The rates \(L_1\)-normalized such that for a given neuron, such that the normalized rates for it over the different classes sum to 1.

Returns:

present class-normalized spike rates.

Return type:

torch.Tensor

Shape

\(N_0 \times \cdots \times K\)

Where:
  • \(N_0, \ldots\) are the dimensions of the spikes being classified.

  • \(K\) is the number of possible classes.

property rates: Tensor

Computed per-class, per-neuron spike rates.

These are the raw rates \(\left(\frac{\text{# spikes}}{\text{# steps}}\right)\) for each neuron, per class.

Parameters:

value (torch.Tensor) – new computed per-class, per-neuron spike rates.

Returns:

present computed per-class, per-neuron spike rates.

Return type:

torch.Tensor

Note

The attributes proportions, assignments, and occurrences are automatically recalculated on assignment.

Shape

\(N_0 \times \cdots \times K\)

Where:
  • \(N_0, \ldots\) are the dimensions of the spikes being classified.

  • \(K\) is the number of possible classes.

regress(inputs: Tensor, proportional: bool = True) Tensor[source]

Computes class logits from spike rates.

Parameters:
  • inputs (torch.Tensor) – batched spike rates to classify.

  • proportional (bool, optional) – if inference is weighted by class-average rates.

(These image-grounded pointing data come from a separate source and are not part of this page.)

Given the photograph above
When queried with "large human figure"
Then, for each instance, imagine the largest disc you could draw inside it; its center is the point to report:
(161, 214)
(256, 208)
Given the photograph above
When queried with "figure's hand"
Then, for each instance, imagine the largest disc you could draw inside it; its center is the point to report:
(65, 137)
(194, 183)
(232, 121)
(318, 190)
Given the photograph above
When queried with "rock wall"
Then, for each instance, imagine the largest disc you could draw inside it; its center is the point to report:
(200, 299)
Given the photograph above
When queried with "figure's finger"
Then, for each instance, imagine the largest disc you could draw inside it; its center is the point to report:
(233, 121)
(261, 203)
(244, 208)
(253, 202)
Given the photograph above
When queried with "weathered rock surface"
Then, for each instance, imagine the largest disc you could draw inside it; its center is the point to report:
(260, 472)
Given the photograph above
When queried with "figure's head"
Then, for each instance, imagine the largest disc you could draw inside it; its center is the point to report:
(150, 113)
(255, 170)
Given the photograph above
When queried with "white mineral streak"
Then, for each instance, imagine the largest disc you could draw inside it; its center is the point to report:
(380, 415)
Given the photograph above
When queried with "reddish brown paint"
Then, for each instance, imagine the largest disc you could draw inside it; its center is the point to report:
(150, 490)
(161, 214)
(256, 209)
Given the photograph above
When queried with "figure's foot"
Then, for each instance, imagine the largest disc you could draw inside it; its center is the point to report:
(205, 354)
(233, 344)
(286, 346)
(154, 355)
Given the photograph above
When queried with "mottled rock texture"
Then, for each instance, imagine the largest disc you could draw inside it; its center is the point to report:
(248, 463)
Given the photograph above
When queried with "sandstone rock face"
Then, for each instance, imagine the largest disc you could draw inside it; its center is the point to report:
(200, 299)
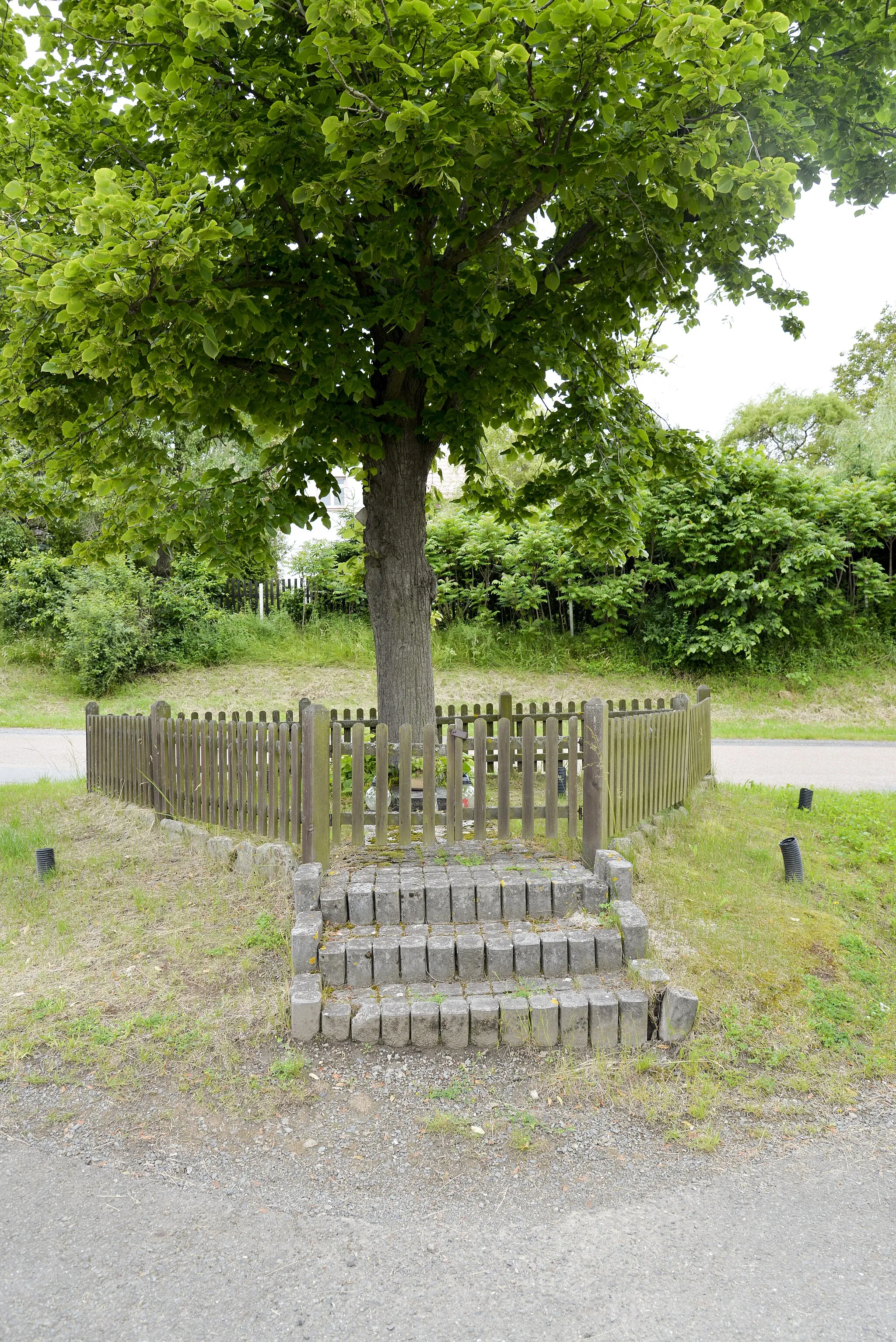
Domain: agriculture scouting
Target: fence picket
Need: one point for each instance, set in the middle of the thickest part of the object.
(404, 784)
(572, 775)
(357, 786)
(552, 760)
(461, 741)
(430, 783)
(383, 783)
(504, 773)
(529, 779)
(336, 757)
(480, 777)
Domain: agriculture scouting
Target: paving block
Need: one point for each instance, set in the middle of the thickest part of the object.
(500, 954)
(413, 958)
(305, 941)
(424, 1023)
(632, 1018)
(634, 926)
(395, 1022)
(334, 905)
(513, 895)
(593, 894)
(360, 902)
(308, 880)
(387, 904)
(514, 1022)
(359, 963)
(438, 901)
(544, 1017)
(441, 958)
(581, 951)
(573, 1012)
(528, 954)
(538, 897)
(463, 900)
(678, 1013)
(554, 954)
(619, 878)
(483, 1022)
(305, 1007)
(567, 895)
(365, 1024)
(454, 1015)
(336, 1020)
(385, 960)
(332, 964)
(471, 956)
(222, 851)
(413, 902)
(603, 1018)
(608, 949)
(487, 898)
(245, 865)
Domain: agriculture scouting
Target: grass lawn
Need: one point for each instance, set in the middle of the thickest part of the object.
(136, 968)
(334, 665)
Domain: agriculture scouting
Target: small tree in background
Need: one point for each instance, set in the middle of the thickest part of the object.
(312, 230)
(789, 427)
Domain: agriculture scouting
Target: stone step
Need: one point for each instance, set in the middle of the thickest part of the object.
(393, 895)
(546, 1015)
(368, 956)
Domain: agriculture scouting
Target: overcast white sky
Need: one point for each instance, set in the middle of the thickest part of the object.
(848, 268)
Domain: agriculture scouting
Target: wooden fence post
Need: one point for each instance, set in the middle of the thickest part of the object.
(316, 784)
(158, 713)
(682, 702)
(593, 779)
(92, 710)
(404, 784)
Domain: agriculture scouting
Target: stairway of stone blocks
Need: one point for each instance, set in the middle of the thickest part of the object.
(509, 951)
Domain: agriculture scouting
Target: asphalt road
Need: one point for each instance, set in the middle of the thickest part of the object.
(844, 765)
(30, 753)
(796, 1247)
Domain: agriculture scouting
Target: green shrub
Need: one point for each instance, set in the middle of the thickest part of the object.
(34, 595)
(15, 541)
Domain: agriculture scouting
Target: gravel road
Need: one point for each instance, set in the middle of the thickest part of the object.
(372, 1230)
(27, 755)
(844, 765)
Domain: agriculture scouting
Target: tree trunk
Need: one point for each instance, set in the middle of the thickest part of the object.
(399, 581)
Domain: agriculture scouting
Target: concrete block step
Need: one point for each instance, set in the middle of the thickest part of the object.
(396, 895)
(578, 1015)
(389, 954)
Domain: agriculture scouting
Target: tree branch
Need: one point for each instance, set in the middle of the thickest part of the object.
(451, 259)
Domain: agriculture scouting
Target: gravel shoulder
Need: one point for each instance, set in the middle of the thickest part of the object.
(345, 1220)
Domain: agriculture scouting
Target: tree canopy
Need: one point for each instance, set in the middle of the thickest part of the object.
(314, 229)
(791, 427)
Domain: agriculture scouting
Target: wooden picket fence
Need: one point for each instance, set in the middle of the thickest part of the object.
(284, 777)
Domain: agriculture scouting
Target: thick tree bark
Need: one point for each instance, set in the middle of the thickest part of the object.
(399, 581)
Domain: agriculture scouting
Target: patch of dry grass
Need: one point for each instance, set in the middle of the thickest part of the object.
(136, 961)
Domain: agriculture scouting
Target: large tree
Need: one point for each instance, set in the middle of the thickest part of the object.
(316, 229)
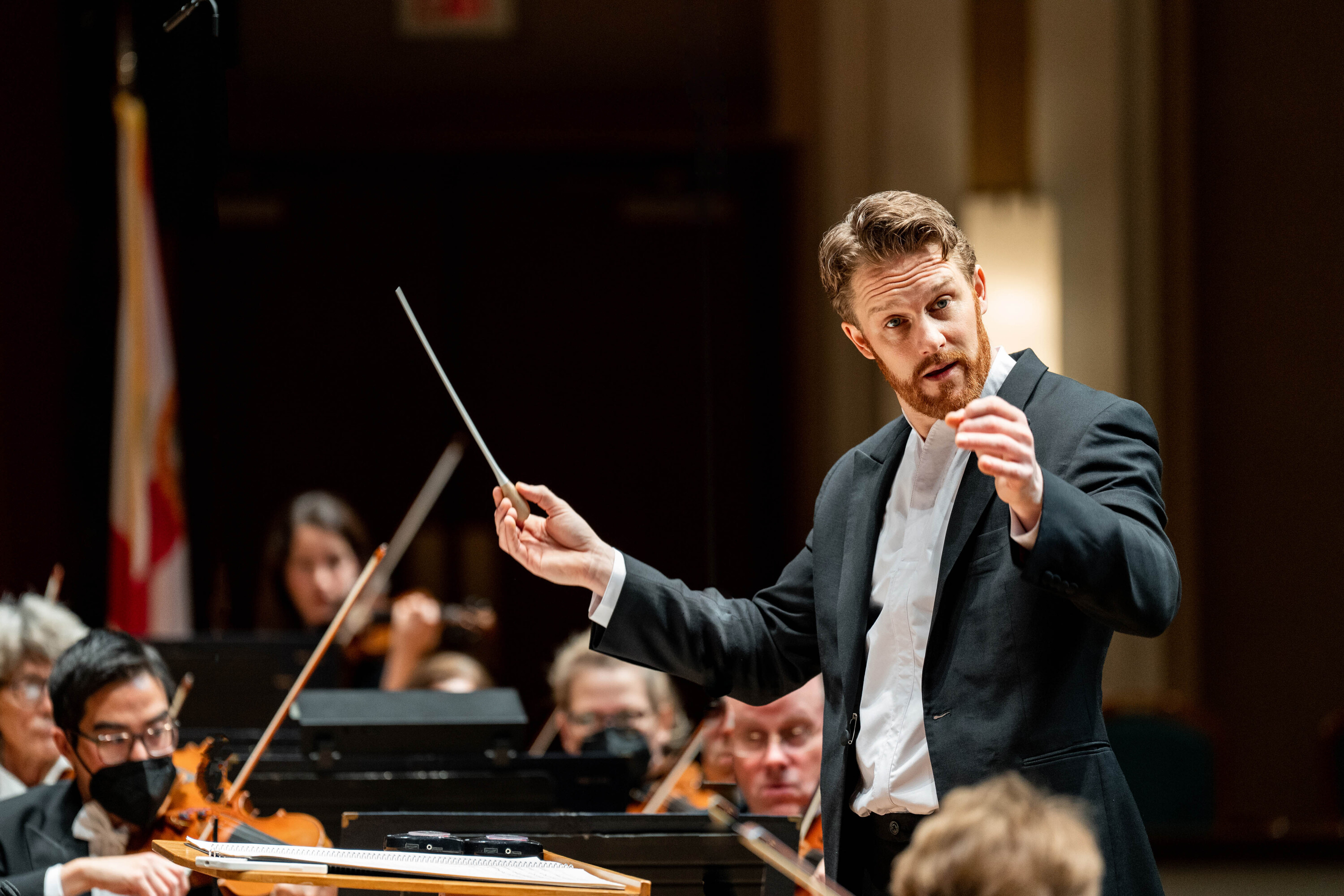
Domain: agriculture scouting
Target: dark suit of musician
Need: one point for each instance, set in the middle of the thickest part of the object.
(961, 606)
(35, 835)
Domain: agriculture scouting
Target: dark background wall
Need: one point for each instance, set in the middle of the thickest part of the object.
(1268, 193)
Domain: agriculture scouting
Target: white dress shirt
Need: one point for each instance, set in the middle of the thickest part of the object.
(11, 786)
(93, 825)
(893, 753)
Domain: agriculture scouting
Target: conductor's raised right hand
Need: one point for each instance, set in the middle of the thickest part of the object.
(560, 547)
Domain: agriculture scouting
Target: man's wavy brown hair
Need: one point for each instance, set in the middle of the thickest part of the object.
(883, 227)
(1000, 839)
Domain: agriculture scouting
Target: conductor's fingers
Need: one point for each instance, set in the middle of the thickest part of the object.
(547, 500)
(506, 526)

Defaults to True.

Returns:

predicted logits.

Return type:

torch.Tensor

Shape

inputs:

\(B \times N_0 \times \cdots\)

return:

\(B \times K\)

Where:
  • \(B\) is the batch size.

  • \(N_0, \ldots\) are the dimensions of the spikes being classified.

  • \(K\) is the number of possible classes.

property shape: tuple[int, ...]

Shape of the spikes being classified, excluding batch and time.

Returns:

shape of spikes being classified.

Return type:

tuple[int, …]

update(inputs: Tensor, labels: Tensor) None[source]

Updates stored rates from spike rates and labels.

Parameters:
  • inputs (torch.Tensor) – batched spike rates from which to update state.

  • labels (torch.Tensor) – ground-truth sample labels.

Shape

inputs:

\(B \times N_0 \times \cdots\)

labels:

\(B\)

Where:
  • \(B\) is the batch size.

  • \(N_0, \ldots\) are the dimensions of the spikes being classified.